Tall Trees Short Stories Vol 21 by Dr Gabriel Hemery
This is an intriguing collection of stories - my review here
Published as paperback and ebook by World Wide Works
Review by Robin Walter (Feb 2021)
(Free ebook download in return for a review)
This collection of 20 pieces uses a wide range of narrative vantage points to build its composite perspective – it takes us to back in time to ox-gangs hauling timber in the 12th Century, to Ypres in WW1, to Nazi-occupied France in WW2; also forward in time to 2044 and a new wood technology, and to an imagined age where book fragments are archaeological treasures.

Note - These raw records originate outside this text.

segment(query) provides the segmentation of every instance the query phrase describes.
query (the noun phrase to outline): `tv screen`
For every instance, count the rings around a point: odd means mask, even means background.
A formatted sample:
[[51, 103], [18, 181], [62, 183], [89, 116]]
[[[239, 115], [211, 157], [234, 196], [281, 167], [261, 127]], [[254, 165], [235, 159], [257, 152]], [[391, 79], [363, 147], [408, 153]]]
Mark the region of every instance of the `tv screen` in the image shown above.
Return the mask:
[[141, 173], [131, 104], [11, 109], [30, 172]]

Gabriel Hemery has ‘unfurled his net’, as he puts it, to catch stories of people living with trees in an extraordinary variety of contexts. As with the previous Vol 20, this collection of stories is not so much about trees as a vivid depiction of human dramas played out in the company of trees.
Sometimes an individual tree plays a central role, such as the plane tree obscuring a voyeur’s view, or the mighty oak as lifelong mentor; sometimes we see a tableau unfold simply framed by the trees, such as wild young lovers on derelict land or a startling floor-show in the woods. Yes, there is lots of sex in this book, but also tender first love, gentle humour and harrowing terror.
Themes run through successive stories, handing the narrative baton on as they proceed, complementing each other and constructing a multi-facetted whole. Appropriately, one such theme is the balance of opposing forces, the yin and yang of a tree growing both upwards and downwards, the differing accounts of the under-dog and top-dog, even a trans-gender christmas decoration.
Several pieces reflect on the art of writing and imagination. One of my favourites is ‘Fragments’, where a character coins the word ‘blough’ to describe the barely visible ingredients of life swirling round us, the ‘. . . silken cocoons, fungal spores, beetle eggs, homeless feather mites, seeds seeking scarification. Life passing by, life in waiting, life in motion.’
Creative imagination, writing and books can help to catch some of these ephemeral elements of life, as amply demonstrated in these stories.
I recommend this book, both for tree-lovers and for anyone who appreciates a quirky collection of tales.